I participi passati attributivi possono svolgere soltanto funzione restrittiva. Infatti, nelle frasi in cui la lettura restrittiva non è ammessa:
(32) i miei oggetti, trovati incustoditi, sono stati ispezionati dal personale
il participio sembra comportarsi come un avverbiale (= «poiché erano incustoditi»), tanto da poter essere estratto dal sintagma nominale e collocato all’inizio di frase (trovati incustoditi, i miei oggetti sono stati ispezionati dal personale).
In italiano antico le sequenze N + A in funzione attributiva si caratterizzano per una maggiore libertà nella posizione degli aggettivi (Alisova 1967; Ambrosini 1978).
Ben documentata è l’anteposizione degli aggettivi di relazione:
(33) Ben provide Natura al nostro stato, / quando dell’Alpi schermo / pose fra noi et la tedesca rabbia (Francesco Petrarca, Rerum vulgarium fragmenta CXXVIII, 33-35, p. 175)
In questo esempio l’aggettivo prenominale attua una funzione restrittiva, identificando il nome che precede.
Il ricorso ad aggettivi di relazione anteposti al nome raggiunge la massima frequenza in presenza di parole dotte e ➔ cultismi, il che farebbe supporre che il fenomeno sia dovuto all’influsso dei modelli latini. Occorre inoltre tener conto del fattore ritmico: l’anteposizione dell’aggettivo realizza infatti un ritmo discendente.

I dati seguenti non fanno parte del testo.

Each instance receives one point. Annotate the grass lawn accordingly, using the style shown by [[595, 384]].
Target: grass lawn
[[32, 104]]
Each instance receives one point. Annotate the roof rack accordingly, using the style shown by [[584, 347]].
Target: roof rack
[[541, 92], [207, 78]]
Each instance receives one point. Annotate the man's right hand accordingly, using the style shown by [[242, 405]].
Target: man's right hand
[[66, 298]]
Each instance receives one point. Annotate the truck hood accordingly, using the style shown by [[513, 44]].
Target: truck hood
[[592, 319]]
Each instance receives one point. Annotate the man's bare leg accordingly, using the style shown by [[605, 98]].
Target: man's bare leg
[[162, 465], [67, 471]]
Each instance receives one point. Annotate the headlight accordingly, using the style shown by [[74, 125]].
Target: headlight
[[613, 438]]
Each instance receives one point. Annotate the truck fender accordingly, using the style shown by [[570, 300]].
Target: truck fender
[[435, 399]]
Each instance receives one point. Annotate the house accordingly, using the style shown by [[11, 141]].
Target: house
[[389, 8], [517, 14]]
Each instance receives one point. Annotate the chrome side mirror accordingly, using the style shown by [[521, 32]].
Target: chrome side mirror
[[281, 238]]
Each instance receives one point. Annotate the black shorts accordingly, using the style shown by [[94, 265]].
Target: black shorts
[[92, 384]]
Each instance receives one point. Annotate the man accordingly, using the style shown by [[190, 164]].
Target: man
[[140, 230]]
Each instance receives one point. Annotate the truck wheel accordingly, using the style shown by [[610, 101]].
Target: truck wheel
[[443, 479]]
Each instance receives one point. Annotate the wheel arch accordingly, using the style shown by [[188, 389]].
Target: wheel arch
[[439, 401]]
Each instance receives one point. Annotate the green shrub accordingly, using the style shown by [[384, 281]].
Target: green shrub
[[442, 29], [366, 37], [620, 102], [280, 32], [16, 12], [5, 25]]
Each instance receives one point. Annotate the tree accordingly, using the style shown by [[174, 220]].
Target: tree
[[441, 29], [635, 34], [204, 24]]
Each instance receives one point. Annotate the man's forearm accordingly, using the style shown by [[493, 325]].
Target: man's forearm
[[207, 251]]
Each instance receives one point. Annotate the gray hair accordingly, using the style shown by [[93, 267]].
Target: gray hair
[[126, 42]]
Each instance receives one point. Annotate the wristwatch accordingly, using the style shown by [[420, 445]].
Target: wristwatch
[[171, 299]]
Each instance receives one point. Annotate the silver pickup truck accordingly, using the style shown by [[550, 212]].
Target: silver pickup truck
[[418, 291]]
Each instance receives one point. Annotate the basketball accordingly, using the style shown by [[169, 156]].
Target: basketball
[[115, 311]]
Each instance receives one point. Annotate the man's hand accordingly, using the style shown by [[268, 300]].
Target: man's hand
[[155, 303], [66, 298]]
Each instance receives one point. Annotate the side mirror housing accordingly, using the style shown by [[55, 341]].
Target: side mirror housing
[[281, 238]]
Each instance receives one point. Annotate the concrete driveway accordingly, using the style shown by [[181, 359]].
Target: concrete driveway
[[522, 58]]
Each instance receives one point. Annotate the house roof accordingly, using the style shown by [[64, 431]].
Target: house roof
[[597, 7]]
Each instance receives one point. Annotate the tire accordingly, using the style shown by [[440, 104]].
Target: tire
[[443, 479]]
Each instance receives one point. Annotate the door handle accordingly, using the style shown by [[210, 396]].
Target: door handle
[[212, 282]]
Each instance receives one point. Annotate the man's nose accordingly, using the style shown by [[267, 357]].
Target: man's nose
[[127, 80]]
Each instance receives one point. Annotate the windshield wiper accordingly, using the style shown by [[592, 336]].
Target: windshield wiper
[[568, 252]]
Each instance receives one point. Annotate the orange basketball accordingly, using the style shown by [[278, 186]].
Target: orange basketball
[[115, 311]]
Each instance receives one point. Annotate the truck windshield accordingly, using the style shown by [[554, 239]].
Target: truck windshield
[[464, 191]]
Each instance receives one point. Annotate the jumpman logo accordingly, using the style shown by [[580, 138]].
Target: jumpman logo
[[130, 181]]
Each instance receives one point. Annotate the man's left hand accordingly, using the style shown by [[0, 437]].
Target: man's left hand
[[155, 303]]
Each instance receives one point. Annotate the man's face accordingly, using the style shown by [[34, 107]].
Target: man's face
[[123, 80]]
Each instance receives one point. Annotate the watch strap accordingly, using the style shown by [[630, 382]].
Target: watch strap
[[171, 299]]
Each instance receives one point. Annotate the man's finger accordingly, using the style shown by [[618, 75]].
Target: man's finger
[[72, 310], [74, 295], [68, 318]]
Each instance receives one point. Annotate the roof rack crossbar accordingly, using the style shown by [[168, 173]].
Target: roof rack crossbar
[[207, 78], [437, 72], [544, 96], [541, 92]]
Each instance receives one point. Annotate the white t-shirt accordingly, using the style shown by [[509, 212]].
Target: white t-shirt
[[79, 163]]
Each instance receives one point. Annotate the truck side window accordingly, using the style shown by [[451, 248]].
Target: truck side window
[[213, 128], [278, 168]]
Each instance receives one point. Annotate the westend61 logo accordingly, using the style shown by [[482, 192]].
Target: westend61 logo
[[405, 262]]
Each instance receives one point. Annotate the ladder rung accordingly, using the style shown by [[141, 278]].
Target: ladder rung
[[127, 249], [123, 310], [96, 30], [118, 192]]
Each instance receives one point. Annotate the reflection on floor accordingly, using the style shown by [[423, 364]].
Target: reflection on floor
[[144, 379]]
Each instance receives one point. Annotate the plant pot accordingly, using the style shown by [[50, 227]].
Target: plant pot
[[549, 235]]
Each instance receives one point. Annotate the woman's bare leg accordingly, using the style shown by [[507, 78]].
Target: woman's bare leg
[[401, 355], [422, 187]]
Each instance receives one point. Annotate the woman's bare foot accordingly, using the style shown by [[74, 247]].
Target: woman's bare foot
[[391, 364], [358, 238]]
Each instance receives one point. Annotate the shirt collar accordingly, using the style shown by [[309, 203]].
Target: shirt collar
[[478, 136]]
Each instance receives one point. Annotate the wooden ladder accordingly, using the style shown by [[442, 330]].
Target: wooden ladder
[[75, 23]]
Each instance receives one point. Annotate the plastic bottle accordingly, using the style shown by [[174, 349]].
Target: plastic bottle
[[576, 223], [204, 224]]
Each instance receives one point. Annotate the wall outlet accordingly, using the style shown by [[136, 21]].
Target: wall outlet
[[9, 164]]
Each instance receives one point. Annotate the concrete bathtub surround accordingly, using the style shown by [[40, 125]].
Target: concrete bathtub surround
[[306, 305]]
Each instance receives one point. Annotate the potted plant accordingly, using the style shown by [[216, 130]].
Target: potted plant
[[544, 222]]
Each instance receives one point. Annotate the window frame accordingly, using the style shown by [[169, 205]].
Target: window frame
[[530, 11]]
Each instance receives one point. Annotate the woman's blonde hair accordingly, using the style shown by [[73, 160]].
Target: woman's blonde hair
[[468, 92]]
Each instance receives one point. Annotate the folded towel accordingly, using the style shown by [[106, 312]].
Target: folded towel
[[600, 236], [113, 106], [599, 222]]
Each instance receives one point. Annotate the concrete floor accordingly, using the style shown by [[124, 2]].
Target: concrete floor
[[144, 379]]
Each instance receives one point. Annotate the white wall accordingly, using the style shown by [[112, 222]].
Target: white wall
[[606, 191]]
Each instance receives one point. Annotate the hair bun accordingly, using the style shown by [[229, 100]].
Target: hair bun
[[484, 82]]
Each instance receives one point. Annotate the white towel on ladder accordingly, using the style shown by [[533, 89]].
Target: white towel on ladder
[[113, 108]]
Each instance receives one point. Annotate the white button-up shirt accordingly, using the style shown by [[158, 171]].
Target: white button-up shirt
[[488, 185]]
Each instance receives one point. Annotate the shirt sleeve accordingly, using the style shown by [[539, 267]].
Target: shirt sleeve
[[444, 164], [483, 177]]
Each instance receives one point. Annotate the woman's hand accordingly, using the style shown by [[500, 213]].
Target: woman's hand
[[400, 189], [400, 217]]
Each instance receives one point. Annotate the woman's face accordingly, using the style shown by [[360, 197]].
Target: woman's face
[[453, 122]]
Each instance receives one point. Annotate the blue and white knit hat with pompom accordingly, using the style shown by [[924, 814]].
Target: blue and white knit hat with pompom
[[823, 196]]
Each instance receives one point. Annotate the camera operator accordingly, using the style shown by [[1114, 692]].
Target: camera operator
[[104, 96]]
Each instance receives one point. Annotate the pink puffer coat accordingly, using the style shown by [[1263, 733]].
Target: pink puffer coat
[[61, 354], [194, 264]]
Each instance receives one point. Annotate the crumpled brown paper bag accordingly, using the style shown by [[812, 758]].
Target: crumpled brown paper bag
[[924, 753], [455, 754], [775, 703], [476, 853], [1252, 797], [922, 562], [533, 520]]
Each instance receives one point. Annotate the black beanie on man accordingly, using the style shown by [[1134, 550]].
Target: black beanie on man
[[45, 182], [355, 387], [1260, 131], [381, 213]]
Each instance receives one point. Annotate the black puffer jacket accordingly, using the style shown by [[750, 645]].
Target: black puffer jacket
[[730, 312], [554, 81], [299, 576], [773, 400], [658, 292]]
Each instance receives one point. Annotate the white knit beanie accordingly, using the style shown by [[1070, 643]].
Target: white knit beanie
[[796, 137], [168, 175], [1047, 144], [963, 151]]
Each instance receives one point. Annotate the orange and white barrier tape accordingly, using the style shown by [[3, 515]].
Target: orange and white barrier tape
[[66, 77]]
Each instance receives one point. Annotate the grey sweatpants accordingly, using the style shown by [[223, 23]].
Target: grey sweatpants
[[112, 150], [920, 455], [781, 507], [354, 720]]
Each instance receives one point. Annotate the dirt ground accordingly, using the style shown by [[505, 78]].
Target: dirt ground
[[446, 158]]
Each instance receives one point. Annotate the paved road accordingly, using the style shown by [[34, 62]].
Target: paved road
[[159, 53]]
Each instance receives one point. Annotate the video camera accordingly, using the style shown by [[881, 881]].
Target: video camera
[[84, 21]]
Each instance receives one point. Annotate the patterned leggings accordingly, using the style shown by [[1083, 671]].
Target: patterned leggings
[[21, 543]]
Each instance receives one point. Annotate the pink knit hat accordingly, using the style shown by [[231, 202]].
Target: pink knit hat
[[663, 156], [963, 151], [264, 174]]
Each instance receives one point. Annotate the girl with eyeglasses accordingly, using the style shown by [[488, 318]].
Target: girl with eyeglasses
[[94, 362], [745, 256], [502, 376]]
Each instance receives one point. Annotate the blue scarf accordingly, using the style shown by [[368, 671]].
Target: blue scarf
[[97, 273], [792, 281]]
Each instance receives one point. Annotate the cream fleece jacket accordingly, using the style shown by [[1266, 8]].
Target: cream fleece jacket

Nelle sequenze di due o più attributi coordinati un modulo piuttosto frequente consiste nel collocare il nome tra i due aggettivi:
(34) Gravi cose e noiose sono i movimenti varii della fortuna (Boccaccio, Dec. II, 3)
Specialmente nella lirica duecentesca, si osserva l’ampio ricorso a complementi preposizionali, che ricalcano genitivi di qualità del latino:
(35) Poi che di doglia cor [cuore dolente] conven ch’ i’ porti / e senta di piacere ardente foco (Guido Cavalcanti, Rime XI, 1-2, p. 504)
(36) cotanto d’umiltà donna [donna umile] mi pare (Cavalcanti, Rime IV, 7, p. 495)
Il settore dei composti attributivi non è molto sviluppato in italiano antico: si registrano composti attributivi A + N (malavoglia, mezzogiorno, vanagloria). Nelle opere di ➔ Dante tali forme sono usate spesso come nomi propri (Malacoda, Barbariccia, Falsembiante). Nei trattati scientifici in volgare espressioni composte da un nome e da un aggettivo, come febbre cerebrale, dolore renale, mostrano una certa solidarietà sintagmatica, tanto da poter essere considerate parole polirematiche (➔ polirematiche, parole). Più rari sono i composti attributivi N + N (strada maestra).
Da segnalare infine il più ampio ricorso al participio presente con valore attributivo:
(37) Anche fu omo moito scarzo e retenente dello tesauro della Chiesia (Anonimo romano, Cronica VII, 3, p. 28)
(38) sì che pervenne allo spirito dello imperatore dormente (Anonimo romano, Cronica XVIII, 59, p. 176).